These are the numbers that can be written in three different ways less than $700,000$:
$120=4\cdot5\cdot6=2\cdot3\cdot4\cdot5=1\cdot2\cdot3\cdot4\cdot5$
$720=8\cdot9\cdot10=2\cdot3\cdot4\cdot5\cdot6=1\cdot2\cdot3\cdot4\cdot5\cdot6$
$5040=7\cdot8\cdot9\cdot10=2\cdot3\cdot4\cdot5\cdot6\cdot7=1\cdot2\cdot3\cdot4\cdot5\cdot6\cdot7$
Additionally, any number of the form $(n!-1)!$ can be expressed in 3 ways. Specifically, $(n!-1)!$, $(n!-1)!/1$, and $n!(n!-1)!/n!$. An example will help explain.
For $n=15$, we have $1\cdot2\cdots(15!-1)=2\cdot3\cdots(15!-1)=16\cdot17\cdots(15!-1)\cdot(15!)$
These are very, very large numbers, where $n=4$ results in $2.58\cdot10^{22}$, and $n=5$ results in $5.57\cdot10^{196}$, but there are infinitely many.
I don't believe I can do the same trick to get a product of consecutive integers in $4$ ways since $n!+1$ doesn't have anything to do with $(n+1)(n+2)\cdots(n+k)$. Maybe some kind of triple factorial but that would have the same issue I fear.
I've learned about the proof regarding when $a(a+1)=b(b+1)(b+2)$ has integer solutions, and how it has a finite number of solutions, but what I don't know is how I would generalize this since this is a much worse form Diophantine equation:
$$x=\prod_{n=0}^{k_1-1}(a_1+n)=\prod_{n=0}^{k_2-1}(a_2+n)=\prod_{n=0}^{k_3-1}(a_3+n)=\prod_{n=0}^{k_4-1}(a_4+n)$$
For distinct integers $k_1<k_2<k_3<k_4$.
We can see clearly that $x$ must be divisible by $60$ since $\{k_1,k_2,k_3,k_4\}=\{2,4,5,6\}$ is the simplest solution possible and if $k_4>6$, it will still be divisible by lcm$(2,3,\cdots,k_4)$, which is divisible by $60$.
$x\ge k_4!>$ lcm$(2,3,\cdots,k_4)$
I think another approach may be to look at the prime factors of the number and see that if $p$ is the largest prime that divide $x$, then any product will have to go through $p$ since $2p$ would be unlikely to be in a sequence of composite numbers that multiply to $x$. Not sure how to express this mathematically.
As a notation question, is it okay to use the same variable $n$ in the $\prod$'s above?
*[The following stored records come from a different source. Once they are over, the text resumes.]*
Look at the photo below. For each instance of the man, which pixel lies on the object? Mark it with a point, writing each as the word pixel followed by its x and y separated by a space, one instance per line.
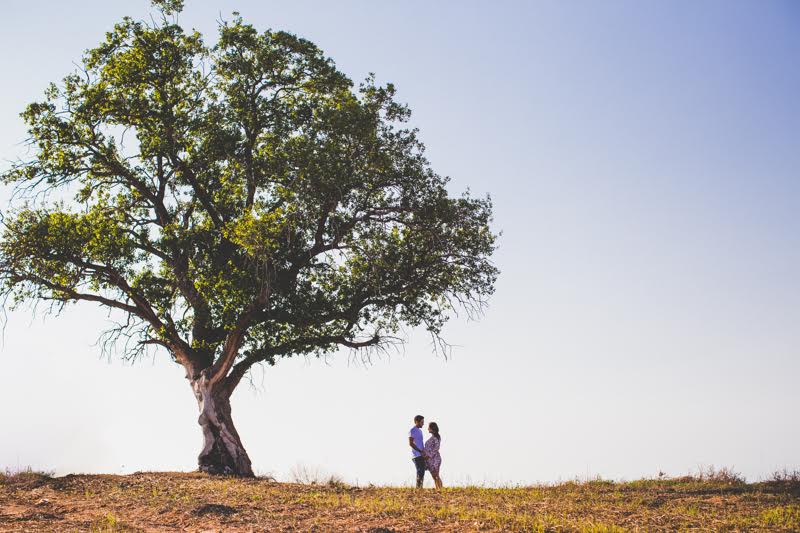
pixel 417 448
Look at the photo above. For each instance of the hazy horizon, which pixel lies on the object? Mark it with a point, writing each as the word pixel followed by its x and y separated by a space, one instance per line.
pixel 643 162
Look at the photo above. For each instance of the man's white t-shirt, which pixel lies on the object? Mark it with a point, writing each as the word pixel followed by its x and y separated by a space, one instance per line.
pixel 416 434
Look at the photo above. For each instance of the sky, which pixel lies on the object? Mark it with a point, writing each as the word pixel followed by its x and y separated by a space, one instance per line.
pixel 643 161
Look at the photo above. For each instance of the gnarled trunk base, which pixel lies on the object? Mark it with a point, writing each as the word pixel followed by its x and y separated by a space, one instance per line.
pixel 222 452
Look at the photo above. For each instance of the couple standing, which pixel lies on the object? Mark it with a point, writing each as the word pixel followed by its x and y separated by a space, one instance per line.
pixel 425 456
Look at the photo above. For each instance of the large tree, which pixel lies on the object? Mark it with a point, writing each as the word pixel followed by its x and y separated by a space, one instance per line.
pixel 237 203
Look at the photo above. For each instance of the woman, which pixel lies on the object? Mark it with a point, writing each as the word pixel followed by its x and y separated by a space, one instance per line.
pixel 432 458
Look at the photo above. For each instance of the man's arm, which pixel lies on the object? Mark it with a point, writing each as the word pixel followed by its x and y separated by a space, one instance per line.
pixel 411 443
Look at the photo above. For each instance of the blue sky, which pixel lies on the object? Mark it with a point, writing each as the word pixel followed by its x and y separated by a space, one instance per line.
pixel 643 160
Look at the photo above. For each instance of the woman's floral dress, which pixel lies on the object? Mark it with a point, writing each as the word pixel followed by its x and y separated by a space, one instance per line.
pixel 432 458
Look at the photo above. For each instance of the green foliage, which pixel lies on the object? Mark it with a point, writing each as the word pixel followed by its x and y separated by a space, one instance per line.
pixel 243 197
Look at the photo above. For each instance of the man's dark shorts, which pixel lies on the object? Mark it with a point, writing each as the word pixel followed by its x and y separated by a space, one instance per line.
pixel 419 462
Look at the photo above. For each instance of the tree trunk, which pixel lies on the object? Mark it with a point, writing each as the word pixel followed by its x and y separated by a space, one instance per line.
pixel 222 452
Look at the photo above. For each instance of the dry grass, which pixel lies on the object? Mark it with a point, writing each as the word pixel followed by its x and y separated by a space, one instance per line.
pixel 196 502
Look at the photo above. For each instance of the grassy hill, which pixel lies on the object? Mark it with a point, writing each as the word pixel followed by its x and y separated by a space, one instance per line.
pixel 31 501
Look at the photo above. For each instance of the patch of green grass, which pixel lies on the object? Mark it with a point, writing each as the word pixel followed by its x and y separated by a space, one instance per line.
pixel 787 516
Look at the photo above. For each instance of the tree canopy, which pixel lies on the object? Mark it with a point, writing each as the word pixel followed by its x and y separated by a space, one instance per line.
pixel 238 202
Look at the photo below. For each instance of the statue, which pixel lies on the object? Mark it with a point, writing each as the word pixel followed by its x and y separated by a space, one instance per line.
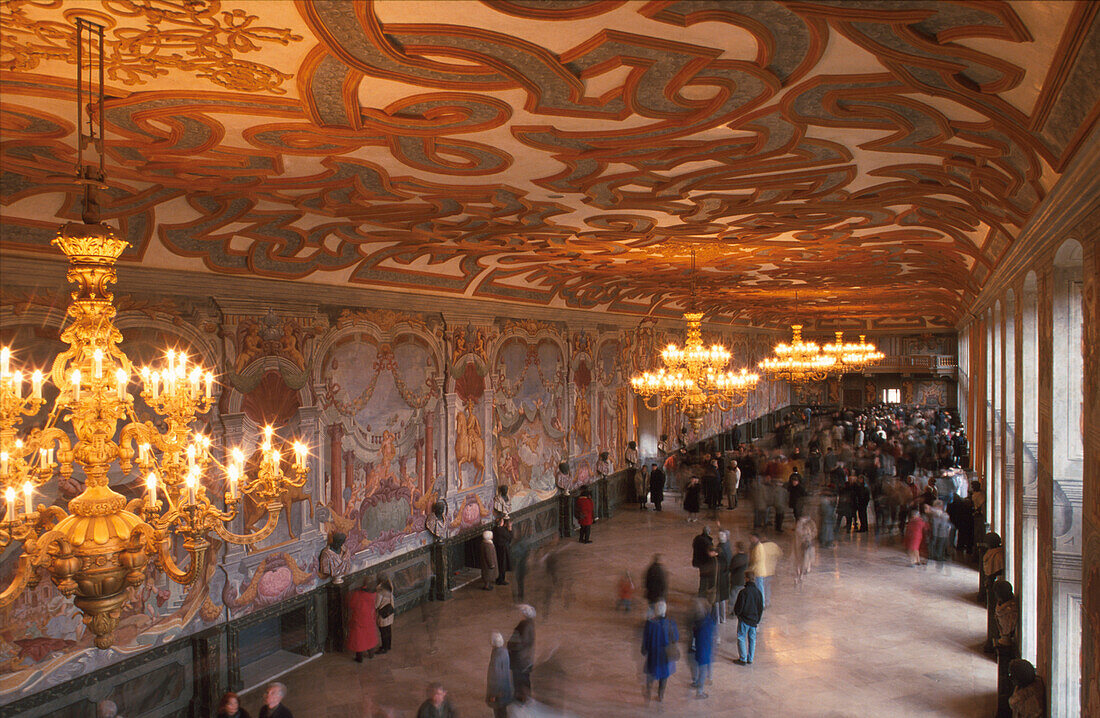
pixel 992 567
pixel 334 561
pixel 564 506
pixel 1029 697
pixel 437 527
pixel 1007 616
pixel 604 470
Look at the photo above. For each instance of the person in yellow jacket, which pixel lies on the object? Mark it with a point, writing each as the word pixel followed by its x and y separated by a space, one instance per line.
pixel 762 560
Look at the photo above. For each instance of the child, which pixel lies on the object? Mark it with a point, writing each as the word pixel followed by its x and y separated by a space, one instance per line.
pixel 626 593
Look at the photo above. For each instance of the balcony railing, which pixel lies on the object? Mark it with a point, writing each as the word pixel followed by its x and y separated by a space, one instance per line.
pixel 939 364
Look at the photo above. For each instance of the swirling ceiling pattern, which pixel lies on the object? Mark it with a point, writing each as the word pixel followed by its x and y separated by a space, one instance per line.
pixel 867 163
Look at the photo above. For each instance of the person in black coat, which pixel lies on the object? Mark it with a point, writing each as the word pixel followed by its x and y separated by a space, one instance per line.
pixel 502 541
pixel 796 495
pixel 657 582
pixel 704 558
pixel 738 565
pixel 860 497
pixel 657 486
pixel 692 494
pixel 749 610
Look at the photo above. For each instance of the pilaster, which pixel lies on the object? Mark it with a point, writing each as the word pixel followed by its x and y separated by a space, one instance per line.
pixel 1045 603
pixel 1090 522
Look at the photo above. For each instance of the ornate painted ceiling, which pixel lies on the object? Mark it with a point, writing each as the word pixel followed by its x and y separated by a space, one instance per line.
pixel 858 164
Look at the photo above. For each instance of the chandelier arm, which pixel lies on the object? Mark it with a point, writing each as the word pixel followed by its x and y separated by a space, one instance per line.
pixel 274 509
pixel 35 554
pixel 155 543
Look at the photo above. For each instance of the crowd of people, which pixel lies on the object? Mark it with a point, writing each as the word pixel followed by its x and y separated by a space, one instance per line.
pixel 832 473
pixel 895 471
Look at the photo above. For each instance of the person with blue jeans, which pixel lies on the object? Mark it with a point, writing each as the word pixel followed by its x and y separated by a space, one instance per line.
pixel 748 609
pixel 704 628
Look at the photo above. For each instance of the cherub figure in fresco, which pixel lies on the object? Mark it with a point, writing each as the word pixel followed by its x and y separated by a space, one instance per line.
pixel 582 422
pixel 460 344
pixel 252 346
pixel 288 346
pixel 475 443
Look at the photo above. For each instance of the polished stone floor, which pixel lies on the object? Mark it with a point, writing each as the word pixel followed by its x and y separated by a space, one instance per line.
pixel 865 634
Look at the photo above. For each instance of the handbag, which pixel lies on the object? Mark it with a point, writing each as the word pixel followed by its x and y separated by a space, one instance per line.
pixel 671 648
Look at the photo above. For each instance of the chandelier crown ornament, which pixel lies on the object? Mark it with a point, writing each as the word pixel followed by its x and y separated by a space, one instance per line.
pixel 101 545
pixel 695 378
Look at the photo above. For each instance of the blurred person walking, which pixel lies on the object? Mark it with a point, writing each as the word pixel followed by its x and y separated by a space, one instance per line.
pixel 498 686
pixel 657 583
pixel 660 647
pixel 749 610
pixel 521 653
pixel 704 631
pixel 384 609
pixel 362 621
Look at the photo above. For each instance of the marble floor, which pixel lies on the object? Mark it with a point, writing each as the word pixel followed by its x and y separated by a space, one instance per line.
pixel 865 634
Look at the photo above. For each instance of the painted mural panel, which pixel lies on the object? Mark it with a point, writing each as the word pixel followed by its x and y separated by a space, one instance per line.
pixel 383 391
pixel 43 639
pixel 529 413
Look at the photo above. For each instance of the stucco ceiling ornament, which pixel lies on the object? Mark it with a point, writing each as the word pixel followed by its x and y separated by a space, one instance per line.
pixel 99 549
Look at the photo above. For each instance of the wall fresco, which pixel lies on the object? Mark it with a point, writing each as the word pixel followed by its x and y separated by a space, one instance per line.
pixel 398 410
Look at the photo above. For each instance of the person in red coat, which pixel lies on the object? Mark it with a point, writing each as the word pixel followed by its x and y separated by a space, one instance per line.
pixel 362 622
pixel 914 536
pixel 585 514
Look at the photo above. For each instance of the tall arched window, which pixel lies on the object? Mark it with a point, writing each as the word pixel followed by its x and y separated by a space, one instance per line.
pixel 1011 523
pixel 1029 428
pixel 1068 464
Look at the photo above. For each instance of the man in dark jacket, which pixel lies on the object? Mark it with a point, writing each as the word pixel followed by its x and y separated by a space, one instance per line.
pixel 795 494
pixel 748 609
pixel 657 582
pixel 860 496
pixel 521 653
pixel 657 486
pixel 737 567
pixel 502 541
pixel 704 558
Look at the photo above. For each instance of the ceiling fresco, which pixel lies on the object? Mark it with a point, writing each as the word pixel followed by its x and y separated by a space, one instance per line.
pixel 853 164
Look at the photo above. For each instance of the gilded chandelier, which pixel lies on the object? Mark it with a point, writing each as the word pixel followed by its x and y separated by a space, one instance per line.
pixel 101 544
pixel 853 356
pixel 799 362
pixel 695 378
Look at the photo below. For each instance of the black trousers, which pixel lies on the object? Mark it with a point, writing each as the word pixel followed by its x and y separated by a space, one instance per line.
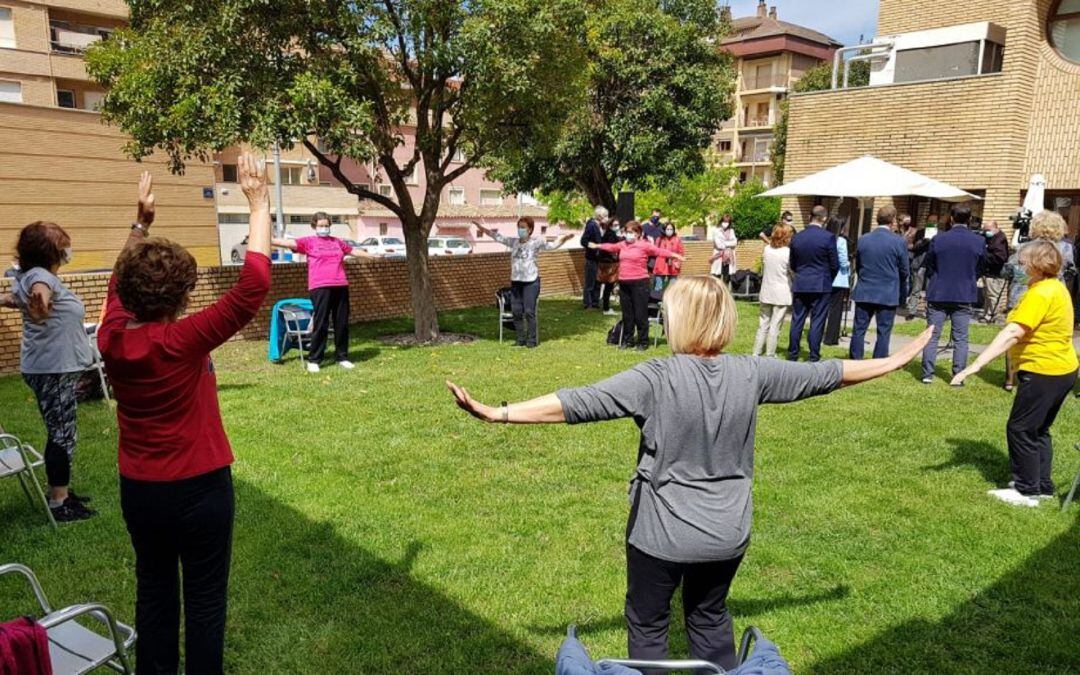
pixel 634 300
pixel 327 302
pixel 524 296
pixel 835 321
pixel 56 402
pixel 1030 447
pixel 591 296
pixel 650 585
pixel 188 524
I figured it was a little easier to read.
Edit: this is related to A100934 and A064224 in OEIS. It appears that it is an open question that if $n$ is not a factorial number if it can be expressed in more than $2$ different ways. Note the trick where you remove the $1$ is only possible with factorial numbers.
In regards to both factorial and non-factorial: "MacLeod and Barrodale prove that the equation $x(x+1)\cdots(x+m-1) = y(y+1)\cdots(y+n-1)$ has no solutions $x>1$ and $y>1$ for the following pairs of $(m,n): (2,4), (2,6), (2,8), (2,12), (4,8), (5,10)$. They also show that $(2,3)$ has two solutions and $(3,6)$ has one solution. They conjecture that $(2,k)$ has no solution for $k>3$. [T. D. Noe, Jul 29 2009]"
In reference to non-factorial elements in A064224: "The early terms in this sequence each have two representations. Is two the maximum possible? The sequence is infinite: for any n, the number $n\cdot(n+1)\cdots(n^2+n-1)$ is in this sequence. The next number of this form is $20,274,183,401,472,000$, which is obtained when $n=4$. - T. D. Noe, Nov 22 2004"